Tuesday, July 21, 2020

Video Lecture: Text-types

A new lecture, 32 minutes long, about the basic concept of text-types, is online at YouTube!
This is lecture #9 in the series Introduction to NT Textual Criticism.


https://www.youtube.com/watch?v=TXq9Vn_CRkc
Lecture 9 includes, among other things,
details about Griesbach's Canons.




2 comments:

Joey McCollum said...

(Quick note before my actual comment: your link to the YouTube video doesn't work because the URL you provided splits the "https" prefix into "htt" and "ps".)

You do a great job presenting the theory and several examples of text-types and textual families in a succinct presentation! I appreciate your mentioning the detail of Family 13's apparent influence from the lectionary tradition. As you mention, Family 1 and the Harklean group (also called Family 2138 in the Catholic Epistles) are other families of interest in the Gospels and elsewhere. For anyone interested in an informal encyclopedia of these and other textual groups (in addition to various other topics in New Testament textual criticism), I've found Robert Waltz's work (http://www.skypoint.com/members/waltzmn/) to be a helpful reference.

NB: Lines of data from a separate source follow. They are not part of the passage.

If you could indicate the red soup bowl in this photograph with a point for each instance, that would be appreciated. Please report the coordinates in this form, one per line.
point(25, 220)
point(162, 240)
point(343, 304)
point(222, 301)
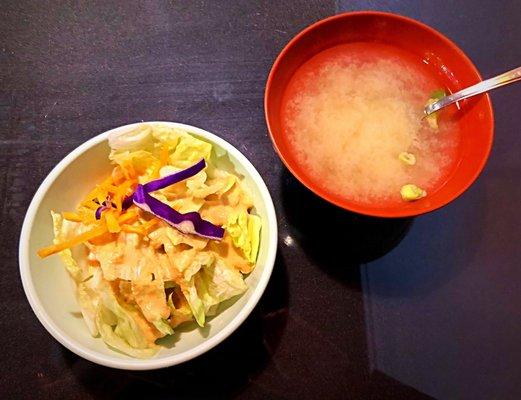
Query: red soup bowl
point(453, 69)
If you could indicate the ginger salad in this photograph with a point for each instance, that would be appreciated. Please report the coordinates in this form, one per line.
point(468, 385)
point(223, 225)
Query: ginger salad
point(163, 240)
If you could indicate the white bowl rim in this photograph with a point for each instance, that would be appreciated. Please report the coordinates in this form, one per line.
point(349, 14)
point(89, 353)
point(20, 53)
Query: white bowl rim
point(147, 364)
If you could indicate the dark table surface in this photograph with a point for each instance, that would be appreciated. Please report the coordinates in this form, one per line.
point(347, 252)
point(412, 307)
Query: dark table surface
point(407, 309)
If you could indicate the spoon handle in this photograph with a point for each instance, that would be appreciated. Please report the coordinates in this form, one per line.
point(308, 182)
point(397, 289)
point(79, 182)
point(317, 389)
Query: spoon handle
point(481, 87)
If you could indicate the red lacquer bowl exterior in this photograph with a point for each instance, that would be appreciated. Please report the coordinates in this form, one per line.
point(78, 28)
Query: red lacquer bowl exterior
point(453, 67)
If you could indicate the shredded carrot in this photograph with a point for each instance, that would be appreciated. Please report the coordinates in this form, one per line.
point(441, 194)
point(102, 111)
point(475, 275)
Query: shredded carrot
point(132, 229)
point(117, 175)
point(164, 155)
point(128, 217)
point(70, 216)
point(56, 248)
point(111, 221)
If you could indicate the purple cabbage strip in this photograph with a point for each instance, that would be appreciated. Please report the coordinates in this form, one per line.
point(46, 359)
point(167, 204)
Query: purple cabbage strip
point(168, 180)
point(188, 223)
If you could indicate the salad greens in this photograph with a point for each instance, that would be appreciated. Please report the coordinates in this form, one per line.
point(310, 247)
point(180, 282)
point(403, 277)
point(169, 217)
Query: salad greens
point(138, 276)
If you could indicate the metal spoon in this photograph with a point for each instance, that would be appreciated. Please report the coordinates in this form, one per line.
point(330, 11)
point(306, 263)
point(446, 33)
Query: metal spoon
point(481, 87)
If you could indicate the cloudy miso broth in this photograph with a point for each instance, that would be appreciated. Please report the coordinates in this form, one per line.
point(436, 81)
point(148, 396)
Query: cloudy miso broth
point(352, 109)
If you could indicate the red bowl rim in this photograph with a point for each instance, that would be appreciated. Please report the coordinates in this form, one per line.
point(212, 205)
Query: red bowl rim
point(351, 206)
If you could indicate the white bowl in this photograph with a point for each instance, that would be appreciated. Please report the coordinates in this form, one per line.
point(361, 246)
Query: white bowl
point(50, 291)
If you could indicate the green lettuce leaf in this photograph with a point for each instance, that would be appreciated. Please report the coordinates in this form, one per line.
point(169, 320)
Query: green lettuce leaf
point(244, 229)
point(190, 150)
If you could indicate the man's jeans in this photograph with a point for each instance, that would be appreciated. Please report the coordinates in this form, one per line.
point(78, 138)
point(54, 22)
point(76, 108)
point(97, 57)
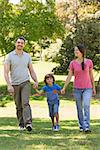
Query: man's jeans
point(82, 97)
point(23, 109)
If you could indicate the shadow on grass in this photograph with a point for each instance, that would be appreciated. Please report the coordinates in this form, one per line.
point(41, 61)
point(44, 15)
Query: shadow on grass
point(42, 137)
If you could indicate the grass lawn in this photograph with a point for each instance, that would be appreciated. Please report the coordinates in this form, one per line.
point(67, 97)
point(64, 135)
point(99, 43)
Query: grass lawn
point(42, 138)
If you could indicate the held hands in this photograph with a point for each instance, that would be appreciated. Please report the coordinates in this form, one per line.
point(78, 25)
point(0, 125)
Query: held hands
point(63, 91)
point(11, 90)
point(35, 85)
point(94, 91)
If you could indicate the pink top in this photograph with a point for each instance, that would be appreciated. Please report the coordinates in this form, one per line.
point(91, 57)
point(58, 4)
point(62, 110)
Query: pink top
point(82, 77)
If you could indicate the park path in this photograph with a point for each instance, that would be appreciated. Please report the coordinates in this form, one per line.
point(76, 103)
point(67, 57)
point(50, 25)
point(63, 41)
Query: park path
point(67, 111)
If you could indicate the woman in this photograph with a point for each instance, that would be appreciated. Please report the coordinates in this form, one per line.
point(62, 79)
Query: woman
point(83, 86)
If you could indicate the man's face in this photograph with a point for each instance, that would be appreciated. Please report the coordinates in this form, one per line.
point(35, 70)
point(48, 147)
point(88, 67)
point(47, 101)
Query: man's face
point(20, 44)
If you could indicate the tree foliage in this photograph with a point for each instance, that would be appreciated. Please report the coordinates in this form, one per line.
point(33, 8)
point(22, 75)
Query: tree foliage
point(86, 30)
point(32, 19)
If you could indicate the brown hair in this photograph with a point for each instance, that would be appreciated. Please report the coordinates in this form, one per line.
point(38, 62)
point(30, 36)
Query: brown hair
point(49, 76)
point(82, 49)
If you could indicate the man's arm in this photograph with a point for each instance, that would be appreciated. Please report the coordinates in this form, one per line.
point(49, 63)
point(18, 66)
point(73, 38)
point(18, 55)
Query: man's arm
point(92, 81)
point(33, 75)
point(6, 75)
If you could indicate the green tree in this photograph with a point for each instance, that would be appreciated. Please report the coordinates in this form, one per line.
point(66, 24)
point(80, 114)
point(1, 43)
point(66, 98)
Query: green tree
point(86, 30)
point(31, 19)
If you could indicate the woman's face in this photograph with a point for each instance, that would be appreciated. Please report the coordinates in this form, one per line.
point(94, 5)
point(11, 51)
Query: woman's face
point(77, 52)
point(49, 81)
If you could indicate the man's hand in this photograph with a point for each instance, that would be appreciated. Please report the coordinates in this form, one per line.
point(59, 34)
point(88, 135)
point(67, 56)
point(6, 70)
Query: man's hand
point(11, 90)
point(94, 92)
point(63, 91)
point(35, 85)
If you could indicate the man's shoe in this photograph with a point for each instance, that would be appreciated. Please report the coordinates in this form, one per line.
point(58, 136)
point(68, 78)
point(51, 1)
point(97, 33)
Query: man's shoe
point(57, 128)
point(21, 128)
point(29, 127)
point(81, 130)
point(87, 131)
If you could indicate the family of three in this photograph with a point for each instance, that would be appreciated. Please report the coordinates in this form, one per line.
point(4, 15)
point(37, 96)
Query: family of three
point(19, 64)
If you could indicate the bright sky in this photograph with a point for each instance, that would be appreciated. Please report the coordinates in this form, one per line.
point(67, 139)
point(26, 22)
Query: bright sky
point(17, 1)
point(14, 1)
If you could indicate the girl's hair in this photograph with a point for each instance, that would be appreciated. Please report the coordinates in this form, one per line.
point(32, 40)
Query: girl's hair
point(21, 38)
point(82, 49)
point(49, 76)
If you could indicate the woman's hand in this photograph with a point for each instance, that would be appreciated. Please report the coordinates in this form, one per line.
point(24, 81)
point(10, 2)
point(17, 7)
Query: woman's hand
point(11, 90)
point(63, 91)
point(94, 91)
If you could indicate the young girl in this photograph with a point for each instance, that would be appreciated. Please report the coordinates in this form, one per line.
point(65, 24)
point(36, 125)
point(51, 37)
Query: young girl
point(51, 89)
point(81, 68)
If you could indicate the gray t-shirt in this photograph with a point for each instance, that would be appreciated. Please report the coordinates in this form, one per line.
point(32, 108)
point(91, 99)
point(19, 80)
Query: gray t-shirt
point(18, 67)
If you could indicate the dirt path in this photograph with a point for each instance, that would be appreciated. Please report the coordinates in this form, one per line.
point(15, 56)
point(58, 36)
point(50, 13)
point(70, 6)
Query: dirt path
point(67, 111)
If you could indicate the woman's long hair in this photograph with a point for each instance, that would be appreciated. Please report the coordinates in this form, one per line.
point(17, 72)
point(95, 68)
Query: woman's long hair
point(82, 49)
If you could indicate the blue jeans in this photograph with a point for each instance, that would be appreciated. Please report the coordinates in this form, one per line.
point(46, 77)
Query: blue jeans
point(82, 97)
point(53, 109)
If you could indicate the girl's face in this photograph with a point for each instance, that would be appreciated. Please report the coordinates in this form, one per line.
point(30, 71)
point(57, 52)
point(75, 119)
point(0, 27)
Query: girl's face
point(49, 81)
point(77, 52)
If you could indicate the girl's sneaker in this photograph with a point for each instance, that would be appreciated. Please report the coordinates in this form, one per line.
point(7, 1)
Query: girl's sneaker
point(53, 128)
point(57, 128)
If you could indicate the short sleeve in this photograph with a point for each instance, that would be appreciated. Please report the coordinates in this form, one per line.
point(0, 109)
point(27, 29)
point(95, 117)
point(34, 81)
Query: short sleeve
point(58, 87)
point(7, 60)
point(44, 88)
point(30, 60)
point(91, 65)
point(71, 66)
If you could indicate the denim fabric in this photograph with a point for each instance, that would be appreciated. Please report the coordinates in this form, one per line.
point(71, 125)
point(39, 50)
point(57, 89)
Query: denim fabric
point(82, 97)
point(53, 109)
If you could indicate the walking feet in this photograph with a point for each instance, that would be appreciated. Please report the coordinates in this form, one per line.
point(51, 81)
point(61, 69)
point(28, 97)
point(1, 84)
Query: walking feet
point(29, 127)
point(85, 130)
point(55, 128)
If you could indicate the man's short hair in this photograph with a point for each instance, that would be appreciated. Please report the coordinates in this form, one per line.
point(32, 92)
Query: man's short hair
point(21, 37)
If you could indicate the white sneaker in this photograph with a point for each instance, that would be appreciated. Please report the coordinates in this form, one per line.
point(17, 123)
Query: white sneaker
point(29, 127)
point(21, 128)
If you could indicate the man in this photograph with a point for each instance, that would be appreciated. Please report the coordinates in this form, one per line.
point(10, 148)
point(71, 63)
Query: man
point(18, 63)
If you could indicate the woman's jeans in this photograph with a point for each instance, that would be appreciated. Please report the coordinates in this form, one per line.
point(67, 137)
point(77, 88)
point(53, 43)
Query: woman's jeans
point(82, 97)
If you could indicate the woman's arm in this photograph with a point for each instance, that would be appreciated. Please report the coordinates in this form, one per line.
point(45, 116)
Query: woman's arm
point(67, 81)
point(92, 81)
point(39, 91)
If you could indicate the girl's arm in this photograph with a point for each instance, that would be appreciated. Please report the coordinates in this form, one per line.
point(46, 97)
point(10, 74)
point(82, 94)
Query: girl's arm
point(92, 81)
point(39, 91)
point(67, 81)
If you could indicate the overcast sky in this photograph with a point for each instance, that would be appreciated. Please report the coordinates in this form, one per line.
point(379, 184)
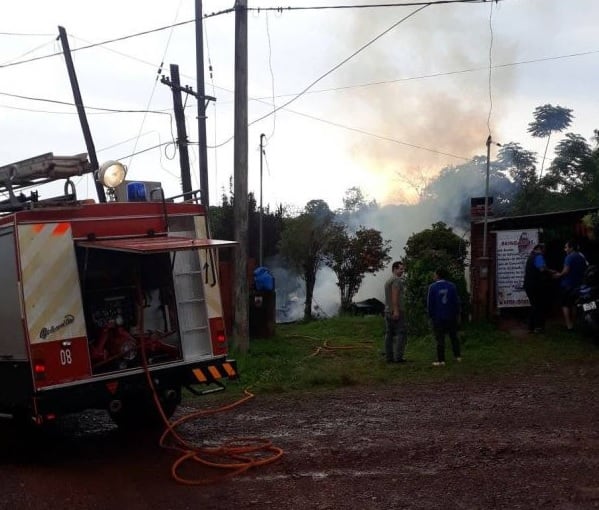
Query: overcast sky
point(422, 96)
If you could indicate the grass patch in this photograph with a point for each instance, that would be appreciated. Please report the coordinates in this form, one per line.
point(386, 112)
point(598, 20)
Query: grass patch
point(347, 351)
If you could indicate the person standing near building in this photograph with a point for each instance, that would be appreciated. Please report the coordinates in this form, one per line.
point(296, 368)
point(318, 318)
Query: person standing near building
point(443, 305)
point(570, 278)
point(395, 325)
point(537, 288)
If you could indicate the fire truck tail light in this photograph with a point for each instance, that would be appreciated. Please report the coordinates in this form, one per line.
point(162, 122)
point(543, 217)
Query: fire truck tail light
point(39, 368)
point(218, 336)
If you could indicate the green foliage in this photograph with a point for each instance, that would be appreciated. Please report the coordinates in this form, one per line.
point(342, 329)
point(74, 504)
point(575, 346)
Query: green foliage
point(222, 225)
point(426, 251)
point(353, 256)
point(346, 351)
point(549, 118)
point(304, 242)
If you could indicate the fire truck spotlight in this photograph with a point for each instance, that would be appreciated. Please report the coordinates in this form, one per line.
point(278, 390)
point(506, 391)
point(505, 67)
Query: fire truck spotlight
point(112, 173)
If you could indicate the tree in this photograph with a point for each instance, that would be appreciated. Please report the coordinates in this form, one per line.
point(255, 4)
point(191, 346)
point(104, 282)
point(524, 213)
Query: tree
point(449, 194)
point(425, 251)
point(304, 241)
point(353, 256)
point(521, 167)
point(549, 118)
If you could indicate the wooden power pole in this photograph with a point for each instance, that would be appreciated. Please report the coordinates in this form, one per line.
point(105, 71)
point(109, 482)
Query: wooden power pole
point(89, 142)
point(202, 146)
point(175, 84)
point(240, 177)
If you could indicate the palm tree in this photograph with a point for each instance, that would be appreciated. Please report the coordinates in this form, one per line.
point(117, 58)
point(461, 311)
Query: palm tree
point(549, 118)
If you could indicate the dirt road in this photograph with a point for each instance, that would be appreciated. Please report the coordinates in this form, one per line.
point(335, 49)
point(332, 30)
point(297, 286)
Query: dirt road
point(528, 441)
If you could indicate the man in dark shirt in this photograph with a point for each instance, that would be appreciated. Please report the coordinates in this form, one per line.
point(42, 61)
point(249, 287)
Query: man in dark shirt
point(570, 277)
point(443, 306)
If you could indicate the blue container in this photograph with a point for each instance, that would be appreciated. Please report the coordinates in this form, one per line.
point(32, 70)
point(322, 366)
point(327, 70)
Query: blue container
point(263, 279)
point(136, 192)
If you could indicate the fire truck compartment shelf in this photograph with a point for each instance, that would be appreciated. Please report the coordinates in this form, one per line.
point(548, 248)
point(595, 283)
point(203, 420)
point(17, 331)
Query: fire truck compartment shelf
point(159, 244)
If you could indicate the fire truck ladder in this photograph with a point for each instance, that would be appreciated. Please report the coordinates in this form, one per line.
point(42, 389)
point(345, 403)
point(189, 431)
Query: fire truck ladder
point(193, 316)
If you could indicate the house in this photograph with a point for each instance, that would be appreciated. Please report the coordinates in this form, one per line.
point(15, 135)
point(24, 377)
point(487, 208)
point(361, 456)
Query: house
point(497, 266)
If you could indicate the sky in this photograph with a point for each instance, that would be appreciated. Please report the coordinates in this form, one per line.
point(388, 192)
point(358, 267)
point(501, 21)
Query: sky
point(376, 98)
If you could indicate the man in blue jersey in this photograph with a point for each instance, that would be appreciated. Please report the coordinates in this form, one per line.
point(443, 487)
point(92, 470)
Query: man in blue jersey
point(538, 290)
point(443, 304)
point(570, 277)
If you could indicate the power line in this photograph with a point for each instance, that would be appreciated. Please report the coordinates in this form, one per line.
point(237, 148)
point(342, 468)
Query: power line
point(117, 39)
point(66, 103)
point(436, 75)
point(334, 68)
point(367, 6)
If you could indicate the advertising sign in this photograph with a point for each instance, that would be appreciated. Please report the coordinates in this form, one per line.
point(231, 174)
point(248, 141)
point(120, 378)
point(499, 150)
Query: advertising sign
point(513, 248)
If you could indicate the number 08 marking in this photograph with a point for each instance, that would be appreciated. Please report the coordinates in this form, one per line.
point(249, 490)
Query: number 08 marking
point(65, 357)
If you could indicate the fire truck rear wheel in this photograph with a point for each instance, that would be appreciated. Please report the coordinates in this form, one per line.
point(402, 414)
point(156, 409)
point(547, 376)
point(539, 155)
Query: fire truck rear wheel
point(141, 411)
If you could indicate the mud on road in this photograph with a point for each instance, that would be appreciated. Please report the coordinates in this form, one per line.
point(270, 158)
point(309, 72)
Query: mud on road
point(524, 441)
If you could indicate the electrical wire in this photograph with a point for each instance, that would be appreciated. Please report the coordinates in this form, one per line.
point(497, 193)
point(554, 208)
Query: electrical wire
point(333, 69)
point(158, 74)
point(117, 39)
point(365, 6)
point(490, 69)
point(47, 43)
point(272, 78)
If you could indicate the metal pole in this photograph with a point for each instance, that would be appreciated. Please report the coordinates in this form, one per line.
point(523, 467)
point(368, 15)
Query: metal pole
point(89, 142)
point(202, 146)
point(486, 197)
point(262, 136)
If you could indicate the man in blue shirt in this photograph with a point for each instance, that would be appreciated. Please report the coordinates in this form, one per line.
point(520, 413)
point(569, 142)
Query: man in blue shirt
point(536, 285)
point(443, 306)
point(570, 280)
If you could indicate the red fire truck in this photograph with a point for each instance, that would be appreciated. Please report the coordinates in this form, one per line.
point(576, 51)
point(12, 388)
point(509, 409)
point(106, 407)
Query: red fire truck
point(105, 305)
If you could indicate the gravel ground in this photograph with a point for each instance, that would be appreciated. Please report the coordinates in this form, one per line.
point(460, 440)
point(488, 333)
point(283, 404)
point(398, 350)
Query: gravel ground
point(527, 441)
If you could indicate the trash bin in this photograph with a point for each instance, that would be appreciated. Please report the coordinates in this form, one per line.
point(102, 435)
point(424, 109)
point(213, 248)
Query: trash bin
point(263, 301)
point(262, 313)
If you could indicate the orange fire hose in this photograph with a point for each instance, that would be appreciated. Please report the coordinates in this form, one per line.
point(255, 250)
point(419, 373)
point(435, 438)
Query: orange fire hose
point(236, 455)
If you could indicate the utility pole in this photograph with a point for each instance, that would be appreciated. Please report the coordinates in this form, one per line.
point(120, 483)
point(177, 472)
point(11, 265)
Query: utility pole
point(175, 85)
point(262, 136)
point(202, 146)
point(240, 176)
point(89, 142)
point(486, 197)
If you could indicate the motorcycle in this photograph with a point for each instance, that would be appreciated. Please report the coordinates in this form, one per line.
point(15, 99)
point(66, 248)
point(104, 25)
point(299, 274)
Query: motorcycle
point(587, 303)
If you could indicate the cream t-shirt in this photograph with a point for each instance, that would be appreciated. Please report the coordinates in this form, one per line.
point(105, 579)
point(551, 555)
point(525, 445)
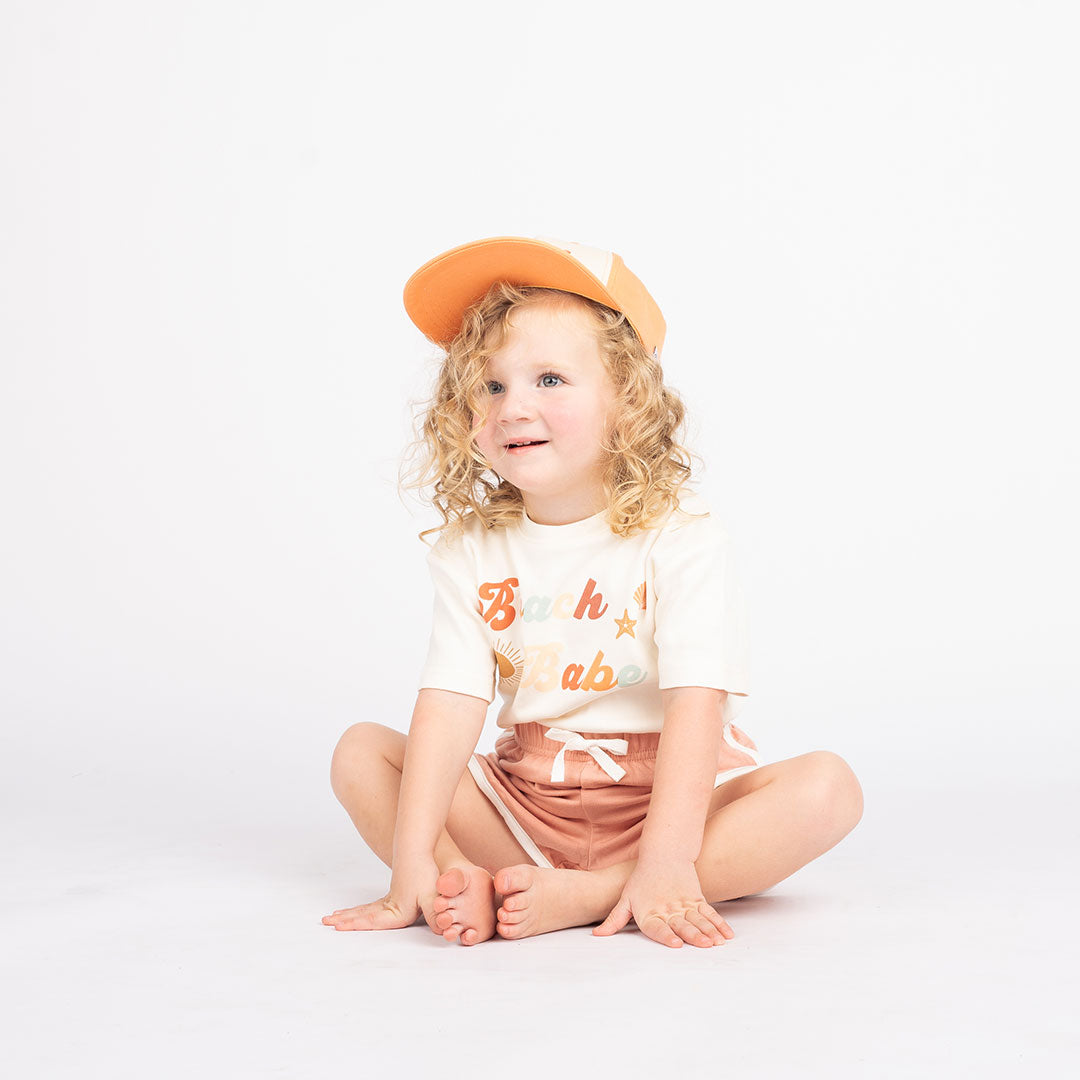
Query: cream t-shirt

It's a shame that more scholars are arguing that the idea of text-types has had its day. While I agree that classifying manuscripts into "hard" groups fails to capture the diversity of variants we observe between those groups, I think that the theory behind text-types can be refined rather than rejected.

Your presentation on this topic really came at a great time. A while back, I wrote a paper on how to classify manuscripts into "soft" groups, such that manuscripts are described in terms of weighted contributions from different the textual profiles of different families or text-types. I applied this method to Tommy Wasserman's collation of Jude with very promising results. Most significantly, the textual profiles the method identified corresponded to many textual families already identified in the literature (the Old Alexandrian group, Family 2138 / Harklean Group, Family 1739, von Soden's Kr and Kc Byzantine subgroups, commentary manuscripts, a Lectionary group, and others). Andrews University Seminary Studies (AUSS) published my work last year, and the paper is now accessible on their website at https://digitalcommons.andrews.edu/auss/vol57/iss1/6/.

James Snapp Jr said...

Thanks for that, Joey; I shall investigate.
The link to the video should work now.